Un sistema donde la decisión cambia según quién habla.
Hay sistemas donde la decisión existe, pero no pesa. No porque no se tome, sino porque nunca llega a sostenerse por sí misma. Su fuerza no está en lo que se decide, sino en quién lo dice, desde dónde lo dice y en qué momento lo hace.
En esos sistemas, decidir no es fijar una dirección común, es introducir una voz más. Cada intervención mueve el equilibrio, cada cambio de interlocutor altera lo que parecía asentado.

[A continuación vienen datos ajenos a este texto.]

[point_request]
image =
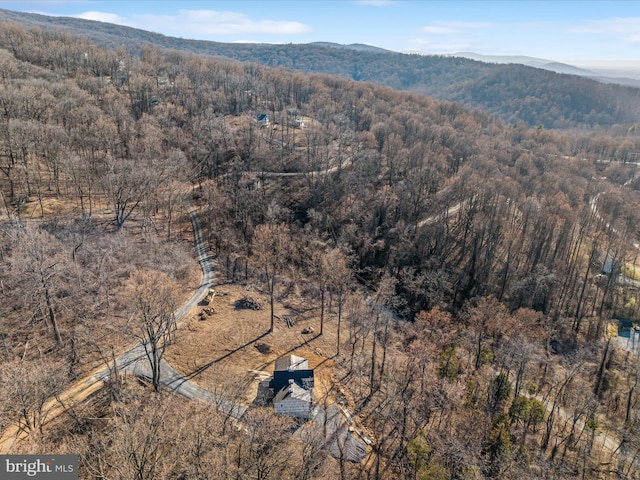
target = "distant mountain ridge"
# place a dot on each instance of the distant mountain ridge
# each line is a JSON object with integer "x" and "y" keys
{"x": 601, "y": 75}
{"x": 516, "y": 93}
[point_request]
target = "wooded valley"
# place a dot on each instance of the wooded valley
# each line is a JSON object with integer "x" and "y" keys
{"x": 479, "y": 269}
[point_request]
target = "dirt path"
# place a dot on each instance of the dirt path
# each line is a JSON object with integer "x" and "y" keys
{"x": 130, "y": 359}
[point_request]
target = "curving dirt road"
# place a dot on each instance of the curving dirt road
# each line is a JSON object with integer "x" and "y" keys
{"x": 133, "y": 359}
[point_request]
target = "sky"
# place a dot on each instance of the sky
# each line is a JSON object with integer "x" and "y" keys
{"x": 577, "y": 32}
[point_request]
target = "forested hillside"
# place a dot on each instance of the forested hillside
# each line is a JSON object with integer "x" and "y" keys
{"x": 515, "y": 93}
{"x": 476, "y": 269}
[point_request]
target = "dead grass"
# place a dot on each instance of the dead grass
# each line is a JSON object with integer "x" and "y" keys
{"x": 225, "y": 343}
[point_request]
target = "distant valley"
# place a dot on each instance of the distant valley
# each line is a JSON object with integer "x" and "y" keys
{"x": 516, "y": 93}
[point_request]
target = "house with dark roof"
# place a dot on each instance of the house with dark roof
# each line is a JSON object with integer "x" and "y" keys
{"x": 262, "y": 119}
{"x": 292, "y": 385}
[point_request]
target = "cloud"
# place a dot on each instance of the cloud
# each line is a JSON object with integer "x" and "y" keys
{"x": 454, "y": 28}
{"x": 625, "y": 27}
{"x": 194, "y": 23}
{"x": 376, "y": 3}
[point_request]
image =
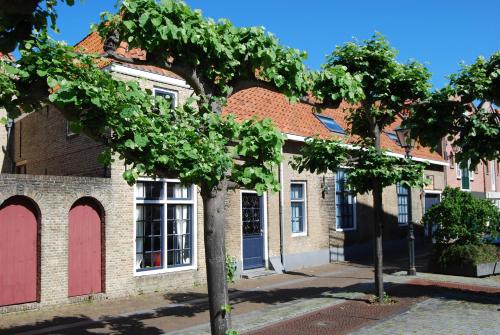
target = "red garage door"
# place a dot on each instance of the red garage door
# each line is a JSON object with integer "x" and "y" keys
{"x": 18, "y": 252}
{"x": 84, "y": 256}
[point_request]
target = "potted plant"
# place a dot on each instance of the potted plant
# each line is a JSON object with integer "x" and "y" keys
{"x": 465, "y": 228}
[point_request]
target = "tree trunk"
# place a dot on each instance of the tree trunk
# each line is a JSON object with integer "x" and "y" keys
{"x": 213, "y": 214}
{"x": 378, "y": 219}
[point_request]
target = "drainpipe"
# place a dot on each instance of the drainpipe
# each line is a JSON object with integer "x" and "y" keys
{"x": 7, "y": 148}
{"x": 282, "y": 218}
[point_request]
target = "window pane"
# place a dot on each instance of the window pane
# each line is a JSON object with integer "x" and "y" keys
{"x": 178, "y": 191}
{"x": 344, "y": 202}
{"x": 179, "y": 235}
{"x": 297, "y": 217}
{"x": 403, "y": 193}
{"x": 297, "y": 192}
{"x": 148, "y": 236}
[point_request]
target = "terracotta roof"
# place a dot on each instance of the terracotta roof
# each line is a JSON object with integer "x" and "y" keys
{"x": 299, "y": 119}
{"x": 296, "y": 119}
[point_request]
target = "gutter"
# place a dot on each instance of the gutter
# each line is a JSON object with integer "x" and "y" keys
{"x": 297, "y": 138}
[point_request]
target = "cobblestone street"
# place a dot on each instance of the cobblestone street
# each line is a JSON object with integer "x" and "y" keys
{"x": 453, "y": 314}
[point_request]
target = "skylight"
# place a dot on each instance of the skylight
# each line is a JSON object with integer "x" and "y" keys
{"x": 331, "y": 124}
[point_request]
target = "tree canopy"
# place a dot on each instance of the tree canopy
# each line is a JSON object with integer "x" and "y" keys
{"x": 193, "y": 142}
{"x": 386, "y": 87}
{"x": 18, "y": 19}
{"x": 464, "y": 111}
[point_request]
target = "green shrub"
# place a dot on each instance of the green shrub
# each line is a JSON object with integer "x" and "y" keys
{"x": 464, "y": 255}
{"x": 463, "y": 219}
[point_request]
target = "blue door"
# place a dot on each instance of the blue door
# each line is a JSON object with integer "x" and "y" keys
{"x": 253, "y": 231}
{"x": 431, "y": 200}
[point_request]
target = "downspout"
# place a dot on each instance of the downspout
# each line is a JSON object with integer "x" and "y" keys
{"x": 281, "y": 216}
{"x": 7, "y": 148}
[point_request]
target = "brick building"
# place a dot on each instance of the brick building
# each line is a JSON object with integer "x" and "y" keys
{"x": 482, "y": 182}
{"x": 149, "y": 237}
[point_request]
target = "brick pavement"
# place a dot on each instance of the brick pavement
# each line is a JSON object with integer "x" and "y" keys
{"x": 331, "y": 291}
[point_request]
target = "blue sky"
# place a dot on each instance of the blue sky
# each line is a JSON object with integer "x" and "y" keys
{"x": 439, "y": 33}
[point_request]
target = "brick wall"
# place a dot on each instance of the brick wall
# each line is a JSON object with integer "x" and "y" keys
{"x": 41, "y": 142}
{"x": 54, "y": 196}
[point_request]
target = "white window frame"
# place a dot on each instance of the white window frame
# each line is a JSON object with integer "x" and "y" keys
{"x": 69, "y": 132}
{"x": 304, "y": 202}
{"x": 354, "y": 211}
{"x": 408, "y": 204}
{"x": 471, "y": 177}
{"x": 164, "y": 201}
{"x": 169, "y": 92}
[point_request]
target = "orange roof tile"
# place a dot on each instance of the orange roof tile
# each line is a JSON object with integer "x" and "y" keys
{"x": 93, "y": 43}
{"x": 291, "y": 118}
{"x": 298, "y": 118}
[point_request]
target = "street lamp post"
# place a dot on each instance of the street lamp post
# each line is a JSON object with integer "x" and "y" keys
{"x": 407, "y": 143}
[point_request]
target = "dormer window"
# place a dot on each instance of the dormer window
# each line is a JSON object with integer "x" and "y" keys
{"x": 392, "y": 136}
{"x": 331, "y": 124}
{"x": 160, "y": 92}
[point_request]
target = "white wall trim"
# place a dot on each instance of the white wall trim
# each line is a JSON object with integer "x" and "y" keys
{"x": 148, "y": 75}
{"x": 297, "y": 138}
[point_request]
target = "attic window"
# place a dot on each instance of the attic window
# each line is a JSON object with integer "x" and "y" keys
{"x": 393, "y": 137}
{"x": 331, "y": 124}
{"x": 158, "y": 92}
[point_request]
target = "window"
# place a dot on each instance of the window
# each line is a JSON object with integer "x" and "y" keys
{"x": 331, "y": 124}
{"x": 21, "y": 169}
{"x": 404, "y": 205}
{"x": 158, "y": 92}
{"x": 69, "y": 132}
{"x": 466, "y": 176}
{"x": 164, "y": 225}
{"x": 298, "y": 208}
{"x": 344, "y": 203}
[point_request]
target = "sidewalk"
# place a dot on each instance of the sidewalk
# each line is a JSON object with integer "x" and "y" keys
{"x": 258, "y": 303}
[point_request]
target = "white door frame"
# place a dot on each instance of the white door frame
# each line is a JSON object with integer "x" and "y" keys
{"x": 264, "y": 214}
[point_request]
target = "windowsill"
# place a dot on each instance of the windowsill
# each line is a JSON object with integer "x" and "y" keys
{"x": 163, "y": 271}
{"x": 299, "y": 234}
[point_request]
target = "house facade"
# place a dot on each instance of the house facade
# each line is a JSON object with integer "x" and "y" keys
{"x": 483, "y": 181}
{"x": 86, "y": 233}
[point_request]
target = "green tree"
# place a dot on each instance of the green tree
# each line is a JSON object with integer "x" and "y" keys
{"x": 464, "y": 111}
{"x": 193, "y": 142}
{"x": 386, "y": 87}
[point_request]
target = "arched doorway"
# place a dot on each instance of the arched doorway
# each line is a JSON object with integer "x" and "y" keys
{"x": 19, "y": 218}
{"x": 85, "y": 275}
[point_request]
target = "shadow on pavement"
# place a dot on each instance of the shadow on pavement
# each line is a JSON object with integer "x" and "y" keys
{"x": 191, "y": 304}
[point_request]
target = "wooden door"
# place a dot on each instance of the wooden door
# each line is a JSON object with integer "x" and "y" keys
{"x": 18, "y": 253}
{"x": 253, "y": 232}
{"x": 84, "y": 254}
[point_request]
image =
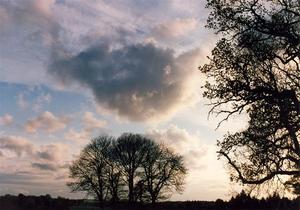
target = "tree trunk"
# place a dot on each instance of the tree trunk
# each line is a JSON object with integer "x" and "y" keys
{"x": 130, "y": 186}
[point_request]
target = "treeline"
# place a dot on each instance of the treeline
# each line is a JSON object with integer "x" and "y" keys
{"x": 130, "y": 168}
{"x": 239, "y": 202}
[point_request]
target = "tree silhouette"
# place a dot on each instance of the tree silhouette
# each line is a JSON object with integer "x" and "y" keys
{"x": 105, "y": 166}
{"x": 92, "y": 171}
{"x": 255, "y": 67}
{"x": 163, "y": 171}
{"x": 129, "y": 151}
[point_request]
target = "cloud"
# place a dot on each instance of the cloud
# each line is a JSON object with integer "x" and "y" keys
{"x": 138, "y": 82}
{"x": 51, "y": 152}
{"x": 45, "y": 166}
{"x": 46, "y": 121}
{"x": 17, "y": 144}
{"x": 23, "y": 147}
{"x": 91, "y": 123}
{"x": 28, "y": 32}
{"x": 21, "y": 101}
{"x": 49, "y": 166}
{"x": 182, "y": 142}
{"x": 44, "y": 98}
{"x": 6, "y": 120}
{"x": 174, "y": 28}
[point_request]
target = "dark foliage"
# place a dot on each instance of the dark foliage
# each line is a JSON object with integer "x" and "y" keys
{"x": 255, "y": 69}
{"x": 108, "y": 169}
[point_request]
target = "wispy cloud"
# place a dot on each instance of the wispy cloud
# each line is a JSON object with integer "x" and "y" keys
{"x": 46, "y": 121}
{"x": 139, "y": 82}
{"x": 6, "y": 120}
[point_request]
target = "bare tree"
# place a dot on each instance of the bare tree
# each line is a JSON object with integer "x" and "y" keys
{"x": 164, "y": 171}
{"x": 129, "y": 151}
{"x": 91, "y": 171}
{"x": 255, "y": 67}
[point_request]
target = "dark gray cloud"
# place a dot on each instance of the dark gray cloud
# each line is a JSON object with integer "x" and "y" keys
{"x": 23, "y": 147}
{"x": 45, "y": 166}
{"x": 49, "y": 166}
{"x": 140, "y": 82}
{"x": 17, "y": 144}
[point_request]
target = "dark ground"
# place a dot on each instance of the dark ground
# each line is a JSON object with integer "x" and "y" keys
{"x": 240, "y": 202}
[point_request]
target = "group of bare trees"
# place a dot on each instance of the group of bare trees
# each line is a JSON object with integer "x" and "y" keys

Lo anterior no se niega ni se desautoriza, simplemente pierde fuerza cuando otra voz ocupa el centro.
La autoridad no desaparece, pero se desplaza constantemente. No vive en la decisión, ni en una persona concreta, ni siquiera en el conjunto. Vive en la palabra que, en ese momento, consigue imponerse. Hoy pesa una lectura, mañana otra distinta. El sistema responde, se adapta, sigue avanzando, aunque nada termine de consolidarse.
Por eso no suele haber conflicto abierto. No hace falta discutir ni corregir explícamente lo ya decidido. Las decisiones cambian de forma silenciosa, basta con que otra voz tome el relevo para que el marco se mueva sin dejar rastro claro de lo anterior.
Cuando la autoridad depende de quién habla y no de un criterio compartido, el sistema pierde estabilidad. Las reglas existen, las decisiones se toman, pero su validez dura lo mismo que dura la voz que las sostiene.